Because of this, many of the basic building blocks for system operations need to be referenced regardless of start-up cycle. This means that even if other components are going to be in different memory locations, many core DLLs will stay in the same referenced locations. Remember, programs require specific callable instructions and many of the foundational DLLs are loaded into the same regions of memory.
What you need to understand is that we will use these DLLs to find an instruction that is reliably put into the same location so that we can reference it. This means that across the systems and the reboots, the memory reference will work as long as the OS and Service Pack (SP) version are the same if you use OS DLLs. If you use DLLs that are completely native to the program, you will be able to use this exploit across OS versions. For this example, though, we are going to use OS DLLs. The discovered instruction will enable us to tell the system to jump to our shell code, and in turn, execute it.
The reason we have to do a reference code in DLL is because we will be unsure of the exact location that our code will be loaded into memory each time we initiate this attack, so we cannot tell the system our exact memory address to jump to. So, instead, we are going to load the stack with our code and then tell the program to jump to the top of it by referencing the position.
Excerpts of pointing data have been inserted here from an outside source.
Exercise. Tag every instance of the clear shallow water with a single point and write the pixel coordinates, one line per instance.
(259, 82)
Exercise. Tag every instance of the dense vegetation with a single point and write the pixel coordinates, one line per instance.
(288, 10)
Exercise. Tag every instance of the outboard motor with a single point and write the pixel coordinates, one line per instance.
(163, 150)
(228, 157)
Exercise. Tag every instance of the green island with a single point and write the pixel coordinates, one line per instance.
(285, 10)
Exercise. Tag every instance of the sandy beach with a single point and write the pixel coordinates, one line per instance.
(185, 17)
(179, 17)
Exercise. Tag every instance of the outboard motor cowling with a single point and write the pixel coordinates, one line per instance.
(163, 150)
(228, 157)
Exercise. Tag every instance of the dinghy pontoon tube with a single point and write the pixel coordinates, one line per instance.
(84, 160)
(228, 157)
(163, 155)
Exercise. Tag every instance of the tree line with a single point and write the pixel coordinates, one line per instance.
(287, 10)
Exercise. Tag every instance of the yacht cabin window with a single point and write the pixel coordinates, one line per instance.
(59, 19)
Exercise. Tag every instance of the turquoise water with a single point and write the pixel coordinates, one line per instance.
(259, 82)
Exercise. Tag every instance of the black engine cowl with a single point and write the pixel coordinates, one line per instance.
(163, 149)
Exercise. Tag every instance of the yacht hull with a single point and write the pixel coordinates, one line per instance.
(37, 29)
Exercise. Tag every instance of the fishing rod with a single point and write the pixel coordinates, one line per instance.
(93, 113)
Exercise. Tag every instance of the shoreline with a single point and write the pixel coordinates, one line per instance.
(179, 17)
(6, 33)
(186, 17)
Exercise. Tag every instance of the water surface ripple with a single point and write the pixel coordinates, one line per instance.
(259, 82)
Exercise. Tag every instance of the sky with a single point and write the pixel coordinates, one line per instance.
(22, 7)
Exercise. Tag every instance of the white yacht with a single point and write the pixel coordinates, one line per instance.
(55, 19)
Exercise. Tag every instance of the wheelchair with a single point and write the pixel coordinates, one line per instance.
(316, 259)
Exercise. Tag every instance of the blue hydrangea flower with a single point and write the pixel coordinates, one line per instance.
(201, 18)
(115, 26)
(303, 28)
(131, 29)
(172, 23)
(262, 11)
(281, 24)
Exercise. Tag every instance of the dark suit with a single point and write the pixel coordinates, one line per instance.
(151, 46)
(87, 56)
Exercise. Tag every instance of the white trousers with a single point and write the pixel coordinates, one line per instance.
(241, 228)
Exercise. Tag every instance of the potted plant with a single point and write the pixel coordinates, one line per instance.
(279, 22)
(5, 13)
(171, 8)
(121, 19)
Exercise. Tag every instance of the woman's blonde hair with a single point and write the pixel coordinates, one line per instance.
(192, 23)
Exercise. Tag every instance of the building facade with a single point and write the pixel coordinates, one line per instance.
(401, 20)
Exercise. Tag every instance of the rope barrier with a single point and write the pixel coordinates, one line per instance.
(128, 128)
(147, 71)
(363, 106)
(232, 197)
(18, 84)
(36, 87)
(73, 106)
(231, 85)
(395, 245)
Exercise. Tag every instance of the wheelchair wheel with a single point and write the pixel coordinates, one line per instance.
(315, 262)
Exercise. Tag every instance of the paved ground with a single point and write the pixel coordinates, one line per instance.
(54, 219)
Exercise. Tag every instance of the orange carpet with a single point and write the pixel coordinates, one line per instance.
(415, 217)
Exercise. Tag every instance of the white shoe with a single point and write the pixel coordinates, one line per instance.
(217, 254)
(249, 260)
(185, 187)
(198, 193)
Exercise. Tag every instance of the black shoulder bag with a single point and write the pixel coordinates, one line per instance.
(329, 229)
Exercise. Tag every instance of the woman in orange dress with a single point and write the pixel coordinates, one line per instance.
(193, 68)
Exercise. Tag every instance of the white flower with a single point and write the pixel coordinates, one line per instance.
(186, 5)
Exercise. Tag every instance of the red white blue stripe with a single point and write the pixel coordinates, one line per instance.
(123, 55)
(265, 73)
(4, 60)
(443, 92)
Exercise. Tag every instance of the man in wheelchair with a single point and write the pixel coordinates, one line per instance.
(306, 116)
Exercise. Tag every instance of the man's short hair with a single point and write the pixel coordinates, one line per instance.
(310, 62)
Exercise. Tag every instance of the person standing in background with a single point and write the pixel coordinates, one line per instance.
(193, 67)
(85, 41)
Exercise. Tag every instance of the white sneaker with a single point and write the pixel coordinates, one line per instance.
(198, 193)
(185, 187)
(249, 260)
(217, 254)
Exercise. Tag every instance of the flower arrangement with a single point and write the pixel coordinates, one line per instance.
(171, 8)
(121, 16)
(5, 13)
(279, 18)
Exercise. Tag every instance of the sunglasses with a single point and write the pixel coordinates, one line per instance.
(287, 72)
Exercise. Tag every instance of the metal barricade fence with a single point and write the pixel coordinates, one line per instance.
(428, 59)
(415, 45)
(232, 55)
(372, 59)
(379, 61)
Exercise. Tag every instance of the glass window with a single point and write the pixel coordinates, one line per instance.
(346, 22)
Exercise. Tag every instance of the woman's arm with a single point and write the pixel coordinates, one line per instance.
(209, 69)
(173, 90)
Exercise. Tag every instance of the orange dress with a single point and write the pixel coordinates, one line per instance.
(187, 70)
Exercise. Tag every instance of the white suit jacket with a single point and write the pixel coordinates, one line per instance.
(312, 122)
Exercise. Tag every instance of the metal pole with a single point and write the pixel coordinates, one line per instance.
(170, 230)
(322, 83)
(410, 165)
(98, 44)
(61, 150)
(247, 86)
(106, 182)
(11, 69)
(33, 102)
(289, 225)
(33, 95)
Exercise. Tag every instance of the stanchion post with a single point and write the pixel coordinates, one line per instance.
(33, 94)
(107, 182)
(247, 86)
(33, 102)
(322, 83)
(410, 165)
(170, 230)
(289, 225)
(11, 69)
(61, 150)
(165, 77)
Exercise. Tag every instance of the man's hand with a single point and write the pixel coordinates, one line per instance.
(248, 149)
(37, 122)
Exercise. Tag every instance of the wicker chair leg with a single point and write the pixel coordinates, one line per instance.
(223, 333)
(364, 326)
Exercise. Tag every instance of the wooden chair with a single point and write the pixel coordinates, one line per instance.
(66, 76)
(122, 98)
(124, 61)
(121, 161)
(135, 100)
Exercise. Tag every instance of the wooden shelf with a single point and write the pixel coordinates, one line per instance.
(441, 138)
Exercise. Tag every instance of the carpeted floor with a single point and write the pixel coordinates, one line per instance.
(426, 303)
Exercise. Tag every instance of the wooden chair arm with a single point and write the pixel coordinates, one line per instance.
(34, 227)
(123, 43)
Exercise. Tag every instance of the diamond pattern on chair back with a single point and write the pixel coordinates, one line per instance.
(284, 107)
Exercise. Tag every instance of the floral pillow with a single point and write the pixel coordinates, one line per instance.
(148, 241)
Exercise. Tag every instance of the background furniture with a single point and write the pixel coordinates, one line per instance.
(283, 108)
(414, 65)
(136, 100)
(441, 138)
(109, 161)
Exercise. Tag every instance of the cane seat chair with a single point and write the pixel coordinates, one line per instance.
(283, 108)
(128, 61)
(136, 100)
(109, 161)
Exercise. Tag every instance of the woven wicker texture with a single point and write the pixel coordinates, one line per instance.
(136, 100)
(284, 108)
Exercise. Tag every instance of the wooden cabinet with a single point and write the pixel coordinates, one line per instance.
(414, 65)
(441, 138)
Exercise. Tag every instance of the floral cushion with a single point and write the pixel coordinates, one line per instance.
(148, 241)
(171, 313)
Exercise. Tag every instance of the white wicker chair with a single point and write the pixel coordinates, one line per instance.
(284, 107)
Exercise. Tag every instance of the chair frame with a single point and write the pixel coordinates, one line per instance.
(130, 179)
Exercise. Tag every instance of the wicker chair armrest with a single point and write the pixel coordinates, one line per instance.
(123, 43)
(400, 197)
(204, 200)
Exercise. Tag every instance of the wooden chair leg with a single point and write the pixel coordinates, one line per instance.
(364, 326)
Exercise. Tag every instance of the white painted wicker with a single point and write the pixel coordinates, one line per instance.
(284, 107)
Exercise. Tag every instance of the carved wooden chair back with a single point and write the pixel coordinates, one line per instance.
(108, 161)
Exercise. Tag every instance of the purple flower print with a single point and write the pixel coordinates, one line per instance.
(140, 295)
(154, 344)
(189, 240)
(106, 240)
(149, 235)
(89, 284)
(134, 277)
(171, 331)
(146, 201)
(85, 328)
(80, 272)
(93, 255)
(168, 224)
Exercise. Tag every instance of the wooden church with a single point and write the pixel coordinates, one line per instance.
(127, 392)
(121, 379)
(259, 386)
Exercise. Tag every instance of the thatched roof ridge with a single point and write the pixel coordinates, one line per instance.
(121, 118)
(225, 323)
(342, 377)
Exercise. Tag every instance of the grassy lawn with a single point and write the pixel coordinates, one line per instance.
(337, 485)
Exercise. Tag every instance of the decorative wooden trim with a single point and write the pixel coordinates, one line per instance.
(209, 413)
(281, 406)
Remember that this may change each time we execute the program and/or each reboot. The stack memory addresses are served as required per program, and we are attempting to inject our code directly into this running function's stack. So, we have to take advantage of the known and repeatable target instruction sets. We will explain the exact process of this in detail, but for now, just know that we use DLLs known instruction sets to jump to our shell code. From this area of memory, the other components are less important for our exploitation techniques highlighted here, but you need to understand them as they are referenced in your debuggers.
Note
The PE can be better understood from the following two older articles, Peering Inside the PE: A Tour of the Win32 Portable Executable File Format, found here https://msdn.microsoft.com/en-us/magazine/ms809762.aspx, and An In-Depth Look into the Win32 Portable Executable File Format, found here https://msdn.microsoft.com/en-us/magazine/cc301805.aspx.
The Process Environment Block (PEB) is where nonkernel components of a running process are stored. Information that is needed by systems that should not have access to kernel components is stored in memory. Some Host Intrusion Prevention Systems (HIPS) monitor activities in this memory region to see if malicious activities are taking place. The PEB contains details related to the loaded DLLs, executables, access restrictions, and so on.
A Thread Environment Block (TEB) is spawned for each thread that a process has established. The first thread is known as the primary thread and each thread after that has its own TEB. Each TEB share the memory allocations of the process that initiated them, but they can execute instructions in a manner that makes task completion more efficient. Since writeable access is required, this environment resides in the nonkernel block of the memory.
This is the area of memory reserved for device drivers, the Hardware Access Layer (HAL), the cache and other components that programs do not need direct access to. The best way to understand the kernel is that this is the most critical component of the OS. All communication is brokered as necessary through OS features. The attacks we are highlighting here do not depend on a deep understanding of the kernel. Additionally, a deep understanding of the Windows kernel would take a book of its own. After defining the memory locations, we have to understand how data is addressed within it.